Ernesto Rodrigues | Guilherme Rodrigues | Gabriel Paiuk | José Oliveira | cs005





































Zen Nihilism

It was through the baroque that improvisation was introduced in our (European, Occidental) art music. Coming from where? Perhaps from popular music, if we bear in mind that during the Middle Ages it was hardly possible to differentiate the music of the jesters from the one that was played and sung in the palaces - the real musical “division of classes" was then made with sacred music, which was property of the clergy. All the rest was simply profane. Now, improvisation, a profane musical activity by excellence, became one of the main characteristics of the baroque period. From the appearance of the basso continuum in the 17th century it was improvisation that was in charge of the properly so called baroque ornamentations. The "basso acompagnato" was used by the organ and harpsichord players to develop the harmonic aspects in the accompaniment of the voice or soloist instruments. Attempts were made so that the improvisational inventivity would not interfere with the central melodic line, but the recourse resulted in virtuosistic exibitions which, centuries later, would have their top projection on the ostentation displays of the rock electric guitar solos (mainly in heavy metal), and on the tenor and alto saxophones solos in jazz (particularly in the free faction). These two trends of the music in our days have more affinities with Bach and Handel than we are prepared to admit.

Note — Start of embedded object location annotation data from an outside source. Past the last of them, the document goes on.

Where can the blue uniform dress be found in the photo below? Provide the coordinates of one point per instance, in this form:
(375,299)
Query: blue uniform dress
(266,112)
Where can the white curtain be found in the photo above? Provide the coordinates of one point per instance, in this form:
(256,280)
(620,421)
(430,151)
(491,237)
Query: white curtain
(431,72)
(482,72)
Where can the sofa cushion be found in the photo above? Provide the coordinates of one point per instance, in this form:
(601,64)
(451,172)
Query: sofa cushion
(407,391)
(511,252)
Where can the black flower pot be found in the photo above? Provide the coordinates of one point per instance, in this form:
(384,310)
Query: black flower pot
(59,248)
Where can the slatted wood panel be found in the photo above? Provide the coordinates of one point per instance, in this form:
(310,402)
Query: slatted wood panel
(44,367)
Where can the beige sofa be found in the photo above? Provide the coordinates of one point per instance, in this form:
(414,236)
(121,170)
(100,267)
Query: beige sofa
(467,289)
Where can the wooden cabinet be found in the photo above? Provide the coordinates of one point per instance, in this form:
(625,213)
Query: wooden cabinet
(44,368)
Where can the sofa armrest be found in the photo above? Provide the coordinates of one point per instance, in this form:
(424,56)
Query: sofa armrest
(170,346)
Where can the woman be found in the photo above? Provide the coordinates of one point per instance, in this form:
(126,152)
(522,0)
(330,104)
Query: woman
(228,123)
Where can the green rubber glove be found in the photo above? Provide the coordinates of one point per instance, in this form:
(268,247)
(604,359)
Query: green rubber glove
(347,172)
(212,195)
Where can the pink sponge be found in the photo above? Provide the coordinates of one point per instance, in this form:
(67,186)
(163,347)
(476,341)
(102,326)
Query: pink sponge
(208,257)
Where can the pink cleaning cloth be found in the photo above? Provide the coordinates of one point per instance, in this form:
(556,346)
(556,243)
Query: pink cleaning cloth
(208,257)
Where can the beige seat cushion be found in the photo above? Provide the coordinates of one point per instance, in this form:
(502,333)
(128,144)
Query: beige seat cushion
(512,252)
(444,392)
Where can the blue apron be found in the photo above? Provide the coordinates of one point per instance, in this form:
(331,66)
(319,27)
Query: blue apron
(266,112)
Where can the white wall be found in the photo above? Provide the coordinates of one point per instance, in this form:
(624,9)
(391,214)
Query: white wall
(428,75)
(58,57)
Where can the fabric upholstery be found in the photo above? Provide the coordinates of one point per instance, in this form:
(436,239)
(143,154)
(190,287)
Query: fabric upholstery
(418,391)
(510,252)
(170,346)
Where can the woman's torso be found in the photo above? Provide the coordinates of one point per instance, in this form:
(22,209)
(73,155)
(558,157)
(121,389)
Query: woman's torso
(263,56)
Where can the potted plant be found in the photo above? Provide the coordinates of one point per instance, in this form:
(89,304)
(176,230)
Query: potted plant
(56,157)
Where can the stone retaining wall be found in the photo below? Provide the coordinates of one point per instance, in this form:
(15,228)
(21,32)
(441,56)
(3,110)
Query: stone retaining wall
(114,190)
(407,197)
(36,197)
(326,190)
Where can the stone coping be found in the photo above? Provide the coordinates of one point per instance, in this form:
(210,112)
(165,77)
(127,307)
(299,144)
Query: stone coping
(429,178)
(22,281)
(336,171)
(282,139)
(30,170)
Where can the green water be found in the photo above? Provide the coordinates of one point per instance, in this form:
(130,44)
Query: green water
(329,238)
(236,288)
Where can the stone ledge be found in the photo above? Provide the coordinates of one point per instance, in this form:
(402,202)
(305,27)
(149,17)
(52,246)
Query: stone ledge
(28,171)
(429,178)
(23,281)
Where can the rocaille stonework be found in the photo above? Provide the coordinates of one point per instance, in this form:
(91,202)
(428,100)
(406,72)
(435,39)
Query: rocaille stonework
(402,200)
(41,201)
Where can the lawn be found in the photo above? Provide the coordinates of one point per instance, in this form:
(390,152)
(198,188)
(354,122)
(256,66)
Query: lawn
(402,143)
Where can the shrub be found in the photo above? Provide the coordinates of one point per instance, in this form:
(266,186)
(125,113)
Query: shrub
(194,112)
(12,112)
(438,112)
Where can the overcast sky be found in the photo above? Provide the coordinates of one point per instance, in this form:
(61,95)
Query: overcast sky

According to running chronicles, Bach added  rapid passages and trills to the Vivaldi scores and placed in his own pages signals which were intentionally ambiguous, so that no one else could interpret them in the same way  he would do it. The tradition remained: it is also known  that Hummel embellished Mozart's piano concertos and that Liszt adapted Beethoven's sonatas. Mozart and Beethoven themselves were notable in the use of cadenzas, precisely to exercise their natural gifts as improvisers. The tocatas of Girolamo Frescobaldi were partially improvised, and Froberger was known by his long "intermezzi", reserved to the skillfulness and spontaneity of the interpreter. «Ficta», the name of the CD which joins the Portuguese Ernesto Rodrigues, Guilherme Rodrigues and José Oliveira with the Argentine pianist Gabriel Paiuk, used to be the name that was given, until the Renaissance, to the portion of a music work left to the discretion of the performer. The choice of this term for a title reminds us of the past of improvisation, defines the scope on which it is situated (the one of "cultured" music) and tells us that the part has covered the whole, meaning that the only music we will be able to listen here is the "ficta", the imaginary music which is impossible to determine on paper.

And nevertheless... with its spaces, the rarefaction of sounds and notes and the reduced volume maintained almost without alterations, everything in this music differentiates it from the baroque. The improvisation of «Ficta» relinquishes its baroque nature and seeks different paths other than those subordinated to the expression and the communication of emotivity, within the line defined by the bass player, theoretician and critic Peter Niklas Wilson and practiced  by the new generation of improvisers who adhered to the "esthetics of silence". This ending is not at all unexpected to those who, like Paul DeMarinis,  noticed that the "basso" of Alberti - such as, after all, the "drones" of the tamboura in Indian music and the repetitions in classical music - was nothing  but a figuration of silence. In a lecture which took place in Palo Alto, U.S.A. this composer stated that even the inclusion of noise in today's music has a character similar "to the 'sfumato' described by Da Vinci in his painting treatise - a mist, a smoke spread over the most far-off zones to increase the perception of a space which separates them  from what is in the foreground". 

And if in «Sudden Music», recorded by Ernesto Rodrigues with José Oliveira and António Chaparreiro, everything seems to burst forth from silence, in this new CD it is to the opposed process that we are assisting: each initiated sound construction immediately remits itself to silence, goes back to it, dissolves, searches its matrix and its end in nothingness (though obviously a fictitious nothingness). Nihilism? Perhaps, but a Zen nihilism in which the destruction is only a moment of the creative flux.